« Belle du seigneur » – Albert Cohen

Belle du SeigneurJe ne me souviens d’avoir entendu parler en 1968, lors de sa sortie de »Belle du Seigneur » . Je viens de découvrir cet livre, ce pavé de 1000 pages.

Un roman d’amour, sans les mièvreries habituelles de ce genre de roman. Une jeune femme issue d’une famille protestante, et d’une éducation rigoriste, un mari, fonctionnaire aspirant à devenir « haut fonctionnaire », paresseux au travail, uniquement préoccupé par son avancement et délaissant son épouse est envoyé en mission par l’un de ses chefs, dans le but de séduire sa jeune épouse. S’en suivent plus de 2 ans d’amour. Amour véritable, je n’en suis pas certain. 

Des pages cruelles sur le bonheur, la fièvre, la sensualité, la passion mais aussi sur une forme d’horreur de l’amour physique, sur le pessimisme. N’y cherchez surtout pas des scènes érotiques!
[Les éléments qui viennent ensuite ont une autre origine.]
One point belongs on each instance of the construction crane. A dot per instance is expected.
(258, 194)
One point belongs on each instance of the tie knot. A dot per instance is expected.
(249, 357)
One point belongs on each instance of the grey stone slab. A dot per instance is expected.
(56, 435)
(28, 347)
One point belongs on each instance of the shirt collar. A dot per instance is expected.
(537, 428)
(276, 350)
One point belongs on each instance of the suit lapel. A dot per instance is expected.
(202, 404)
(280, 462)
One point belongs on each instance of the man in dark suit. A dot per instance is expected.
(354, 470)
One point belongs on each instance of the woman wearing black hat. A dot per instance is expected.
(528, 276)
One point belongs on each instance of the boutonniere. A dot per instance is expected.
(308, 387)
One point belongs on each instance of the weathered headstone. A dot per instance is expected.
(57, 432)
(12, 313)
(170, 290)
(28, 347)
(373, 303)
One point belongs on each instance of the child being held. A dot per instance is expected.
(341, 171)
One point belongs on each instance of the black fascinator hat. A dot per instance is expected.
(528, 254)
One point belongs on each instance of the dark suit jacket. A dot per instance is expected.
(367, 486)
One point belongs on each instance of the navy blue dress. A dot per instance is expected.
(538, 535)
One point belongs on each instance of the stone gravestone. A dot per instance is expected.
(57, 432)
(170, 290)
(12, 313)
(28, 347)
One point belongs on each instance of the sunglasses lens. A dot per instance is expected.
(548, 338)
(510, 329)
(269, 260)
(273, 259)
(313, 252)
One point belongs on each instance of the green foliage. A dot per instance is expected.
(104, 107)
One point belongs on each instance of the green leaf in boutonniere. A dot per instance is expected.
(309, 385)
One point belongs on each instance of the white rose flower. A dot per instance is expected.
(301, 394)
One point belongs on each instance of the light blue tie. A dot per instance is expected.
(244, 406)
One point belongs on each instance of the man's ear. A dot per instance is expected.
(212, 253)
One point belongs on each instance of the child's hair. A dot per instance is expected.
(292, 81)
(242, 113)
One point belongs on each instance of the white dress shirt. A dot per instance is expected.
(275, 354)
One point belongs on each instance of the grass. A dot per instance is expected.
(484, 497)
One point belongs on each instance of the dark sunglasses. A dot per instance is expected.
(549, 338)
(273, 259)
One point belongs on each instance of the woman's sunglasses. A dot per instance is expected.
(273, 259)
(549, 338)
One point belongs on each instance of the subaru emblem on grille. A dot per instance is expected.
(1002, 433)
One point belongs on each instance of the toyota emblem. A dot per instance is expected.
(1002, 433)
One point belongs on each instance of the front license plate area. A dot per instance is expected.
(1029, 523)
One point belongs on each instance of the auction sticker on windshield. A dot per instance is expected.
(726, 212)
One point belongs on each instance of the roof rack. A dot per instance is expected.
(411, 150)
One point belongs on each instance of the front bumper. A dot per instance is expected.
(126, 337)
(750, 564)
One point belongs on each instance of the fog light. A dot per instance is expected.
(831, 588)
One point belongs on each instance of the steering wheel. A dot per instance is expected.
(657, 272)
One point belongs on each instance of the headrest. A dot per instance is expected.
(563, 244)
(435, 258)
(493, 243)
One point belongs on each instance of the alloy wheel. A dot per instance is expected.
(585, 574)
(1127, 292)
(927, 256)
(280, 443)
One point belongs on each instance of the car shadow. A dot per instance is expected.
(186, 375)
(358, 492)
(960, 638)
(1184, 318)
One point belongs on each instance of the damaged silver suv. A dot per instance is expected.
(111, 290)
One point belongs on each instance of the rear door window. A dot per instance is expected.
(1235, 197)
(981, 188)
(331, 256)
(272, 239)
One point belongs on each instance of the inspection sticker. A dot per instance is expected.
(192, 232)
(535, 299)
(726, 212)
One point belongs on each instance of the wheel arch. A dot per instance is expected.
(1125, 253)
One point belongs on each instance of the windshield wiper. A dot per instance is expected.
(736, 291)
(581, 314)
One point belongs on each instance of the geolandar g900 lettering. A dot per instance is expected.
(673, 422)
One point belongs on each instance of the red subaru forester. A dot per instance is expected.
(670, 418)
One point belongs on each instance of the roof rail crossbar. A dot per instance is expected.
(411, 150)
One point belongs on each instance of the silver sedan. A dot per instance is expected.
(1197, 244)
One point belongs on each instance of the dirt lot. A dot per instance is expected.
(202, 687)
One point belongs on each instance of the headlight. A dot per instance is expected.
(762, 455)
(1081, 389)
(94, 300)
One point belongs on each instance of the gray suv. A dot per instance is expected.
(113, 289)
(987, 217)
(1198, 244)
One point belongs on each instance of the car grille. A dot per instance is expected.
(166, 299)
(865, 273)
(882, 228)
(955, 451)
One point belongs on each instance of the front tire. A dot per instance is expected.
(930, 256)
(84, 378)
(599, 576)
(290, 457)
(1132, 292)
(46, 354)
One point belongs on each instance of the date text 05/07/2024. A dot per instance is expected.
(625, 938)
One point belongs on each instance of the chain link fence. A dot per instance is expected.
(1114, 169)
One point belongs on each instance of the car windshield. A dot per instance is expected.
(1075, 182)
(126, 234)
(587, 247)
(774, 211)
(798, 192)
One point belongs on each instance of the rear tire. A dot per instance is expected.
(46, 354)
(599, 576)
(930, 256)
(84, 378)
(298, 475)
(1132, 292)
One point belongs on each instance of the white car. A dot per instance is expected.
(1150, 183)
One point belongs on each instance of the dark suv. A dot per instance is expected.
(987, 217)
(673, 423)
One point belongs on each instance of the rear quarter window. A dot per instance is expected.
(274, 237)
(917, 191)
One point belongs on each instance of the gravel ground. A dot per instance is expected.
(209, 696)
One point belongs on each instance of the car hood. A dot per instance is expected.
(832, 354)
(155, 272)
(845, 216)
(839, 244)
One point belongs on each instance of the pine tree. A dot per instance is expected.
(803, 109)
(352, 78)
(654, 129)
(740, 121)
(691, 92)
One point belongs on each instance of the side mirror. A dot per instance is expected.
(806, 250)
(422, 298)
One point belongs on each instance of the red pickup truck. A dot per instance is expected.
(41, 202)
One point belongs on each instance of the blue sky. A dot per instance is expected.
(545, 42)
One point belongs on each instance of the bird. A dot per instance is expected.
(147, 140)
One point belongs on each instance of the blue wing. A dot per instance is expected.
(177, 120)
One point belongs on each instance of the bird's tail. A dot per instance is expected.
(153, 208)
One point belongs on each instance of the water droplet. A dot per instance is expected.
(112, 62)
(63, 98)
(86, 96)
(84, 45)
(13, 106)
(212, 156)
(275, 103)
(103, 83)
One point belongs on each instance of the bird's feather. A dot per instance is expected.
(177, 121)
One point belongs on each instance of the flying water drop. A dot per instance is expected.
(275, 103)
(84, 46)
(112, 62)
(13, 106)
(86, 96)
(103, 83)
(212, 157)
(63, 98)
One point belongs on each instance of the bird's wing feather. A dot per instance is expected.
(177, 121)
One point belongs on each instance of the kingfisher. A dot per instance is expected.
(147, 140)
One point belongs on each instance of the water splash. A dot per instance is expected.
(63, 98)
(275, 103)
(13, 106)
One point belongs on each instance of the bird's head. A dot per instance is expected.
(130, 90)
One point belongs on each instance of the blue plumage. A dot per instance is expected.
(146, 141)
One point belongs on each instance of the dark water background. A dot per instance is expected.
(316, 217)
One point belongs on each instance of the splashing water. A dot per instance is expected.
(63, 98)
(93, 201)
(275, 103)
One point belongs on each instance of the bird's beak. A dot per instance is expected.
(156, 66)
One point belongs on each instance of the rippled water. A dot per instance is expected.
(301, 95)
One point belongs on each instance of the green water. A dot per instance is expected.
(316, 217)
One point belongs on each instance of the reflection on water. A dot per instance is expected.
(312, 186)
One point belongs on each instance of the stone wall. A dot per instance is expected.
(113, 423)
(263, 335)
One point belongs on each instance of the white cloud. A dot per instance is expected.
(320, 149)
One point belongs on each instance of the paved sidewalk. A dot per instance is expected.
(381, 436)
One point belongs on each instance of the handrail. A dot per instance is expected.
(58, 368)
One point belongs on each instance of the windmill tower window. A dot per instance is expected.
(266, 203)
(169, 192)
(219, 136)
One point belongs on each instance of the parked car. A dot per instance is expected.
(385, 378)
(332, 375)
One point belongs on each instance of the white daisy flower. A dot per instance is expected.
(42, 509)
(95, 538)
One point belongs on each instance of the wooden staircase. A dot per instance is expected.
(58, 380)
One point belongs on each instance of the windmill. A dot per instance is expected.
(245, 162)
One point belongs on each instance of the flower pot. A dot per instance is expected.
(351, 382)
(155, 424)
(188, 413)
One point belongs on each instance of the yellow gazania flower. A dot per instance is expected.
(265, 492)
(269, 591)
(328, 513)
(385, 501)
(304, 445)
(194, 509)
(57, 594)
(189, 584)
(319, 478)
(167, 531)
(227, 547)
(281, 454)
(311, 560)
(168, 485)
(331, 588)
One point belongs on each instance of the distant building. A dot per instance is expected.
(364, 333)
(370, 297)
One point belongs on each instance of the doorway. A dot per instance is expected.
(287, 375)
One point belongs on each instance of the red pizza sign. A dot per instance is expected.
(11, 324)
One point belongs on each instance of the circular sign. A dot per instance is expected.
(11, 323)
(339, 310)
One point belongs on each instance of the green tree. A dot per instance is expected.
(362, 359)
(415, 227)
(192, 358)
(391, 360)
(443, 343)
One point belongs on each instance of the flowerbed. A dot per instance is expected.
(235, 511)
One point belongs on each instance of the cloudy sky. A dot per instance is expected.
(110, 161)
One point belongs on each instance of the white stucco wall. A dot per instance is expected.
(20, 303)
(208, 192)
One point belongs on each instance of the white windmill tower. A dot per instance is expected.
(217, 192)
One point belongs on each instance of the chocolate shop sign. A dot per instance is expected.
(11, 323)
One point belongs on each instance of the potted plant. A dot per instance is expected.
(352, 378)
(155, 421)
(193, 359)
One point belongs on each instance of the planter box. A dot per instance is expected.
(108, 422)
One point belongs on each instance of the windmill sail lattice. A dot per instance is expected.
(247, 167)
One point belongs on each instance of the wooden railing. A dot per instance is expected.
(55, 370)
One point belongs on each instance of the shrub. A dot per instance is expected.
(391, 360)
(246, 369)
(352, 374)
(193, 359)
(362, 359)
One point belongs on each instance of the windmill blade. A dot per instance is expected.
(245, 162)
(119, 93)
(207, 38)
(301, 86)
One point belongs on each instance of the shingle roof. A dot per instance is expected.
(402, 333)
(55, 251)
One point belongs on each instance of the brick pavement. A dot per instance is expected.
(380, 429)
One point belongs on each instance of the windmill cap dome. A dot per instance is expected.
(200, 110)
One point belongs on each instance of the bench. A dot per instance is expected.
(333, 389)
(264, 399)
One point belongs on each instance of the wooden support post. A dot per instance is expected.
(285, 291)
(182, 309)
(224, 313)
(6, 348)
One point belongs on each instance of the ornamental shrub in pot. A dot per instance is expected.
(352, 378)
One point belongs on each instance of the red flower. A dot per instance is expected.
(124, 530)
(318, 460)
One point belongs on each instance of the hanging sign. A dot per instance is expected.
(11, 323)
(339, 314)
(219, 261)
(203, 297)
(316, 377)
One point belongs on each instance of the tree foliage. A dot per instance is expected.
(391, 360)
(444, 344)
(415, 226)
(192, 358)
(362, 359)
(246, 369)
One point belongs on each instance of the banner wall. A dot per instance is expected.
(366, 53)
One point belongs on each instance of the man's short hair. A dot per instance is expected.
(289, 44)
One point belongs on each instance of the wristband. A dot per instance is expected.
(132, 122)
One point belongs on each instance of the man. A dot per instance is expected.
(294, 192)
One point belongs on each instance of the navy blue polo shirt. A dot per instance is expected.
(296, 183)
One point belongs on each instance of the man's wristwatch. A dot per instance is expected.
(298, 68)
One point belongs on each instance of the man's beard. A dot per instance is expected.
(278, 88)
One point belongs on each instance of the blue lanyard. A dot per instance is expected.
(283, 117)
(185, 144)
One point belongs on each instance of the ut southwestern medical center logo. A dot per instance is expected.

L’auteur nous décrit avec cynisme, sensualité, voire de façon presque rabelaisienne, mais aussi ce dégoût des corps, cet « amour physique », cet amour de bourgeois qui passent du « vous » au « tu » en permanence, ce faux amour au cours duquel les 2 personnages auxquels je n’ai pu m’attacher, ne partagent rien, aucun projet d’avenir, aucun projet de vie, aucun projet d’enfant, même pas leur chambre, et surtout pas des toilettes communes. Ils ne se retrouvent dans la chambre de l’un ou de l’autre, que pour un amour physique, des discutions sur des thèmes futiles.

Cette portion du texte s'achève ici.